Zoals ik AS Munandar vertelde houd ik ervan om deel te nemen aan kleine seminars zoals deze. Het voordeel is dat ik er altijd nieuwe kennissen bijkrijg. Zo heb ik deze keer kennis gemaakt met een Indonesische vrouw van Chinese afkomst, dr. Maya Suteja-Liem, een vertaalster voor de Indonesisch-Nederlands letteren. En haar man Suteja Liem.





De stelling van professor Frank Furedi was:


“As Kant said, dare to know instead of fearing the unknown”. Society should embrace it and encourage the attitude of experimentation.

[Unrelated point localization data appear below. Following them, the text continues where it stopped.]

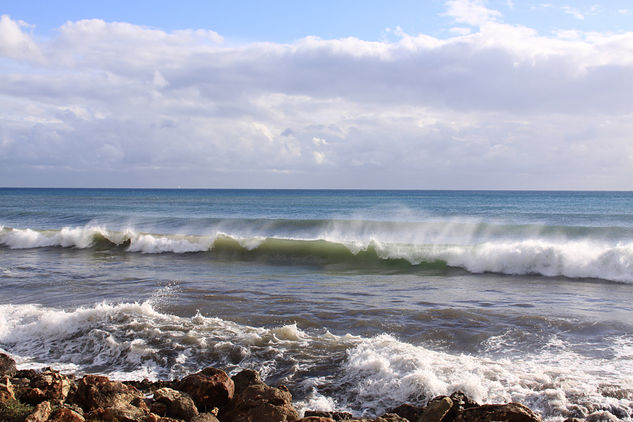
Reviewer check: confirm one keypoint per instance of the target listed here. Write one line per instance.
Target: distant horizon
(444, 94)
(316, 189)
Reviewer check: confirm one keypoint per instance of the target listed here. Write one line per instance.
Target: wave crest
(573, 257)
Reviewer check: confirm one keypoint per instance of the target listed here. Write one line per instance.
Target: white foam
(383, 371)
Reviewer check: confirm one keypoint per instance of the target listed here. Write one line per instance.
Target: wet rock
(7, 365)
(511, 412)
(65, 414)
(336, 416)
(177, 404)
(408, 411)
(259, 402)
(601, 416)
(204, 417)
(391, 417)
(95, 391)
(41, 412)
(7, 391)
(48, 385)
(208, 388)
(245, 378)
(436, 409)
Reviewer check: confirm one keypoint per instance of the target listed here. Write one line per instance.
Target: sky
(454, 94)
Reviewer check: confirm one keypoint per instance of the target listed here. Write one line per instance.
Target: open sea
(356, 300)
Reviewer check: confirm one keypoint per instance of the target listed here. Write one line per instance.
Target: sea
(357, 300)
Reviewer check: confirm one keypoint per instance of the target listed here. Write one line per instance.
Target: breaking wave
(324, 371)
(601, 253)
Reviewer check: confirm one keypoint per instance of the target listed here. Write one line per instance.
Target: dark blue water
(522, 296)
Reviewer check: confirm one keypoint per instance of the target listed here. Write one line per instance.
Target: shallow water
(357, 300)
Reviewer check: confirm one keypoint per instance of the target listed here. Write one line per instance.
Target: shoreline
(209, 395)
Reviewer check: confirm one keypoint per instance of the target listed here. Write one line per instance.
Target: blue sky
(452, 94)
(286, 21)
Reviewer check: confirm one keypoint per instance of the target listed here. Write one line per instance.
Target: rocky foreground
(207, 396)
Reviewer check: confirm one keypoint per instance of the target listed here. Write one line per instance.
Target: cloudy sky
(457, 94)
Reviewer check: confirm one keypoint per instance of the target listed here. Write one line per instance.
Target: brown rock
(177, 404)
(7, 391)
(261, 403)
(245, 378)
(436, 409)
(337, 416)
(48, 385)
(391, 417)
(204, 417)
(64, 414)
(7, 365)
(511, 412)
(41, 413)
(208, 388)
(408, 411)
(95, 391)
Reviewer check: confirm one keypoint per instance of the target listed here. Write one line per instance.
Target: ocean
(356, 300)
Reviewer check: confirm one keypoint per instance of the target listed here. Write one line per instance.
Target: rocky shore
(206, 396)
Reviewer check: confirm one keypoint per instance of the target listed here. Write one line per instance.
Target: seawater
(356, 300)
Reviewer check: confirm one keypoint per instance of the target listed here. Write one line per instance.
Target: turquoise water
(357, 300)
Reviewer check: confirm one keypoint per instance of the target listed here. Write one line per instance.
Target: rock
(436, 409)
(337, 416)
(245, 378)
(408, 411)
(48, 385)
(208, 388)
(41, 413)
(391, 417)
(601, 416)
(95, 391)
(205, 417)
(259, 402)
(511, 412)
(177, 404)
(65, 414)
(460, 402)
(7, 392)
(7, 365)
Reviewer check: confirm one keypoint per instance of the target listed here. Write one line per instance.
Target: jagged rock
(391, 417)
(65, 414)
(7, 365)
(48, 385)
(601, 416)
(408, 411)
(96, 391)
(511, 412)
(41, 412)
(7, 392)
(259, 402)
(205, 417)
(208, 388)
(460, 402)
(177, 404)
(337, 416)
(245, 378)
(436, 409)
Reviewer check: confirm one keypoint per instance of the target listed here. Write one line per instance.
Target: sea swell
(547, 252)
(364, 375)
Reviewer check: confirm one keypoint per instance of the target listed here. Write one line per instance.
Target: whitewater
(357, 300)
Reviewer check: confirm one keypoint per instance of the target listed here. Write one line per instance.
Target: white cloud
(573, 12)
(14, 42)
(471, 12)
(499, 106)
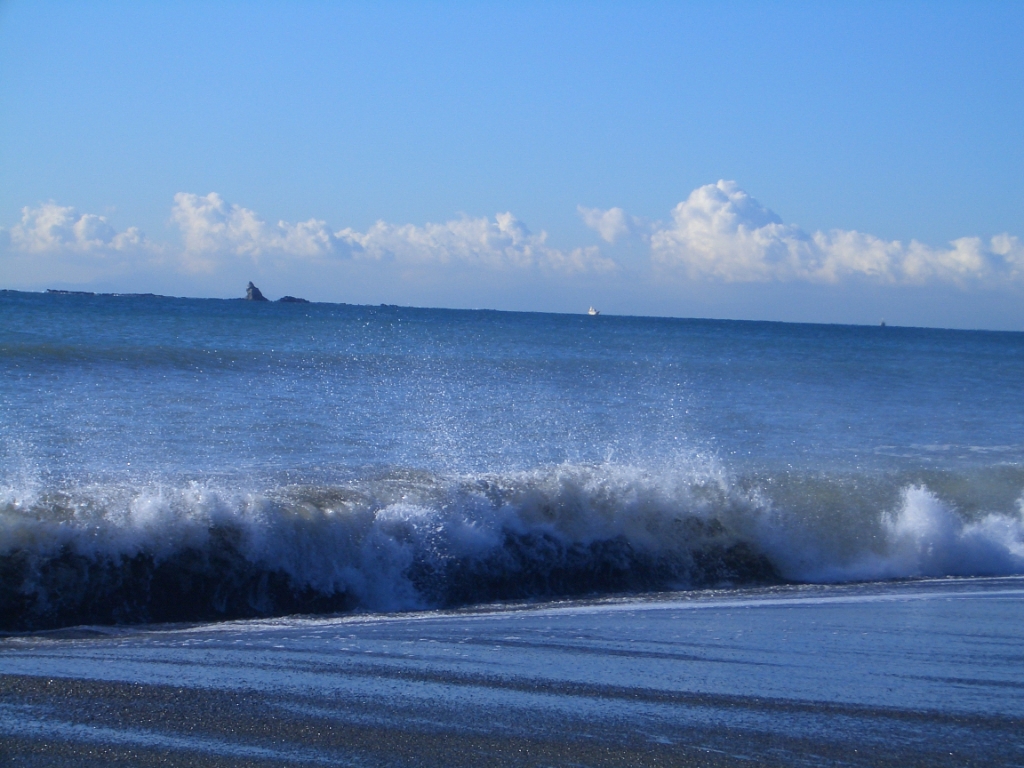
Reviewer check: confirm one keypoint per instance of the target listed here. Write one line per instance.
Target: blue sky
(821, 162)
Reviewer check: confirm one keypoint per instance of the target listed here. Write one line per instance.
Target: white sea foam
(414, 540)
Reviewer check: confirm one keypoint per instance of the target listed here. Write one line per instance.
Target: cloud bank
(718, 235)
(56, 229)
(212, 229)
(721, 232)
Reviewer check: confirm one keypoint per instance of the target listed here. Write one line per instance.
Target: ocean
(242, 469)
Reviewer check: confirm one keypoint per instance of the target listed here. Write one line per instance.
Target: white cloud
(610, 224)
(212, 228)
(502, 243)
(722, 232)
(58, 229)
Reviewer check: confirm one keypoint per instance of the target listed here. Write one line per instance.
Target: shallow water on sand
(923, 673)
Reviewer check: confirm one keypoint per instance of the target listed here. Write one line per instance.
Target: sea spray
(407, 540)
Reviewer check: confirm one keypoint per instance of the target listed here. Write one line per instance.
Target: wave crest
(403, 540)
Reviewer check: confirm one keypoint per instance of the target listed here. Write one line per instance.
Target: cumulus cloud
(722, 232)
(57, 229)
(502, 243)
(212, 228)
(610, 224)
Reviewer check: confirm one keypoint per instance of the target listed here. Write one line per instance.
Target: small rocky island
(254, 294)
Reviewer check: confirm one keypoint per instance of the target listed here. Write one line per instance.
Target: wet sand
(927, 673)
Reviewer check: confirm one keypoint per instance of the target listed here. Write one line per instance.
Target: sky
(785, 161)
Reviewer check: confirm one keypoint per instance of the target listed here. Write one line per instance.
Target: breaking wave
(406, 540)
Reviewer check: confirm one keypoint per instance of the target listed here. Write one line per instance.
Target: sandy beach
(921, 673)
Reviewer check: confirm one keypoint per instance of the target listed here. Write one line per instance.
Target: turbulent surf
(173, 460)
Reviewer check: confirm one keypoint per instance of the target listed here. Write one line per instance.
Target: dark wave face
(404, 541)
(170, 460)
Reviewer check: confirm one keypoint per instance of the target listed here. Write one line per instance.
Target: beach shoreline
(909, 673)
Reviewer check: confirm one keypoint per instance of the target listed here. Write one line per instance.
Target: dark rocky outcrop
(253, 293)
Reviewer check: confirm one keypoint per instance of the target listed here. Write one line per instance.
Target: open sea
(199, 462)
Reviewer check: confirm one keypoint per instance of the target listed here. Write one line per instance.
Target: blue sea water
(166, 459)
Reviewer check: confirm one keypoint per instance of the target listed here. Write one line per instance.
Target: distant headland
(252, 294)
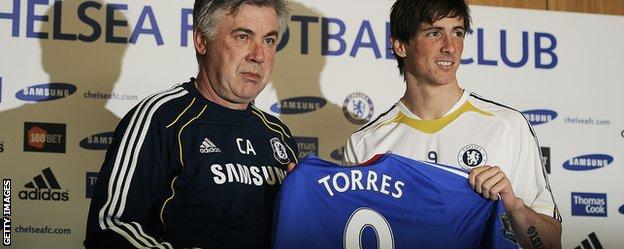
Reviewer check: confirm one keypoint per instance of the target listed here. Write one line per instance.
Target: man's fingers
(474, 173)
(484, 176)
(492, 186)
(290, 167)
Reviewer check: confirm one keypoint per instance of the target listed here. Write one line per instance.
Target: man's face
(433, 55)
(239, 58)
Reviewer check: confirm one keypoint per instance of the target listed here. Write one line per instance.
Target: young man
(198, 165)
(438, 121)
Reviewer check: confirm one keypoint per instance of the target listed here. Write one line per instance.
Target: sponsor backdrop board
(69, 71)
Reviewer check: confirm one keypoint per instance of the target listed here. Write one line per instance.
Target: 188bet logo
(358, 108)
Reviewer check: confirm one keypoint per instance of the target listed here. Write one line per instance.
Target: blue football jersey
(392, 202)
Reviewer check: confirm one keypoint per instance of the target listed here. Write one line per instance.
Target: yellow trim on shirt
(181, 129)
(182, 113)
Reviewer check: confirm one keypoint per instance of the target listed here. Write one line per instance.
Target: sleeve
(530, 182)
(131, 183)
(349, 157)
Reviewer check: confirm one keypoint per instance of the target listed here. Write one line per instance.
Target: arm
(128, 189)
(533, 230)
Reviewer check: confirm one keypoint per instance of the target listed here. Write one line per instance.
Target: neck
(431, 101)
(205, 88)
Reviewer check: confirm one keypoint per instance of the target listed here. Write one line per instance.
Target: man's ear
(399, 47)
(199, 40)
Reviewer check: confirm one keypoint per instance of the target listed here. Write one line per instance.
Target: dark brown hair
(406, 17)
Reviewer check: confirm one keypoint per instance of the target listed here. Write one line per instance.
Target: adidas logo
(41, 188)
(594, 241)
(208, 146)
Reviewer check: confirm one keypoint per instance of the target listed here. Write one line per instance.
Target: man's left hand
(490, 182)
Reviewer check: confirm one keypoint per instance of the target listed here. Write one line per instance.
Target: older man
(198, 165)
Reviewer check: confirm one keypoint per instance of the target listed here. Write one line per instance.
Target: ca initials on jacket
(245, 148)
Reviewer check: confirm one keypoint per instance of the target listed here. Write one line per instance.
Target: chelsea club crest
(471, 156)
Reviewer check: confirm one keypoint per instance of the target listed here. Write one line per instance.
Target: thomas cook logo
(298, 105)
(539, 116)
(588, 162)
(358, 108)
(44, 137)
(44, 187)
(279, 151)
(471, 156)
(99, 141)
(46, 92)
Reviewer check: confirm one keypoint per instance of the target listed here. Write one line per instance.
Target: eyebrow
(441, 28)
(250, 32)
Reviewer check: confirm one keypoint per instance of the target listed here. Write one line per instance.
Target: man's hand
(490, 182)
(290, 167)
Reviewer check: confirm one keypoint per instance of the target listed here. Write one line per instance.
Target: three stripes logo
(585, 244)
(208, 146)
(44, 187)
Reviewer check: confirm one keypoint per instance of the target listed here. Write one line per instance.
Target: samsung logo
(539, 116)
(588, 162)
(99, 141)
(45, 92)
(298, 105)
(589, 204)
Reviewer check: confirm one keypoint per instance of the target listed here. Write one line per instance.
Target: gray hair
(208, 13)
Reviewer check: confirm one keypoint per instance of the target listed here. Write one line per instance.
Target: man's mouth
(251, 76)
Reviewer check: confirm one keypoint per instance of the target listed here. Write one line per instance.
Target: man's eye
(242, 37)
(433, 33)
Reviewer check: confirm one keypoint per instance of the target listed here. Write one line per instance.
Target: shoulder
(372, 126)
(161, 105)
(270, 121)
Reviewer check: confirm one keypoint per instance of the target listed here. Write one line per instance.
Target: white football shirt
(475, 132)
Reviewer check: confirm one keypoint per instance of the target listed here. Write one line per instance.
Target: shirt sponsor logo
(208, 146)
(588, 162)
(250, 175)
(44, 187)
(90, 179)
(307, 146)
(358, 108)
(471, 156)
(99, 141)
(44, 137)
(338, 154)
(539, 116)
(46, 92)
(279, 151)
(589, 204)
(298, 105)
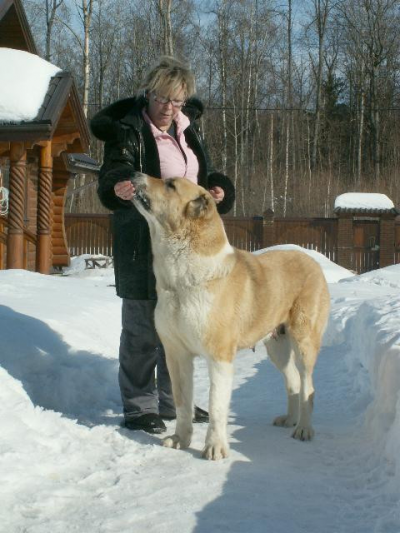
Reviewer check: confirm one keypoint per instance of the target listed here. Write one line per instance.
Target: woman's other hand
(124, 190)
(218, 194)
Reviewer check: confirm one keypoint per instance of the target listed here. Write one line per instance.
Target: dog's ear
(198, 207)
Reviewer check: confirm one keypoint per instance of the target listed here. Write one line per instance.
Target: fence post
(345, 240)
(268, 229)
(387, 249)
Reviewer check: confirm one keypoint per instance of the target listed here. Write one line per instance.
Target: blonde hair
(167, 77)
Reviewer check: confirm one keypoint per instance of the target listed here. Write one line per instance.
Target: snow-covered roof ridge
(24, 82)
(363, 202)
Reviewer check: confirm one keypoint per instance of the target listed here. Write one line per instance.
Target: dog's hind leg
(306, 352)
(180, 367)
(280, 350)
(221, 376)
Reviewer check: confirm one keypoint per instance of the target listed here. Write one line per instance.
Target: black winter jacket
(130, 147)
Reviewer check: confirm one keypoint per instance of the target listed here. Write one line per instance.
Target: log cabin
(35, 162)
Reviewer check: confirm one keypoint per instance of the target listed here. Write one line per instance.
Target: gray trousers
(140, 352)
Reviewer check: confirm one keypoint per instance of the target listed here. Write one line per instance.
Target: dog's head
(174, 203)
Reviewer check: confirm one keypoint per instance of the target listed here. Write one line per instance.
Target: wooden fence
(91, 234)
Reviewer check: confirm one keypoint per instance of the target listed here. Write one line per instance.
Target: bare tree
(51, 9)
(164, 8)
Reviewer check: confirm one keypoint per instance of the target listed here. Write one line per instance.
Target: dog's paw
(174, 441)
(215, 452)
(285, 421)
(303, 433)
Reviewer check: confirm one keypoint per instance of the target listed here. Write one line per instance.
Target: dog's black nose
(139, 179)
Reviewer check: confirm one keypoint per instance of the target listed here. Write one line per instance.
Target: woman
(156, 133)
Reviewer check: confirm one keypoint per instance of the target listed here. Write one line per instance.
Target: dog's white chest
(185, 313)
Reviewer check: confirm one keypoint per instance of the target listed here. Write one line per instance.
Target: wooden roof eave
(25, 132)
(44, 126)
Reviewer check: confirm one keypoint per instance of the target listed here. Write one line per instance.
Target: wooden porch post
(43, 249)
(268, 229)
(387, 240)
(345, 240)
(15, 240)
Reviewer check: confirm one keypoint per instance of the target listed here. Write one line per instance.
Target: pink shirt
(172, 160)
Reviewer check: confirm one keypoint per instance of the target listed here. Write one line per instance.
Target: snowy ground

En dan de stelling van Marjolijn Februari,


“Don’t be afraid to be afraid, says John Lennon; fear is the essence of citizenship and the beginning of courage – what we should fight is not so much fear, but cowardice.


Bij het lezen van de stelling van Marjolijn moest ik om onbekende reden denken aan Jusuf Isak, een ervaren journalist en leider van Hasta Mitra. Jusuf Isak heeft verscheidene Awards gekregen, en waarderingen van verschillende landen, vanwege zijn moed in zijn streven naar vrijheid van meningsuiting en demokratie.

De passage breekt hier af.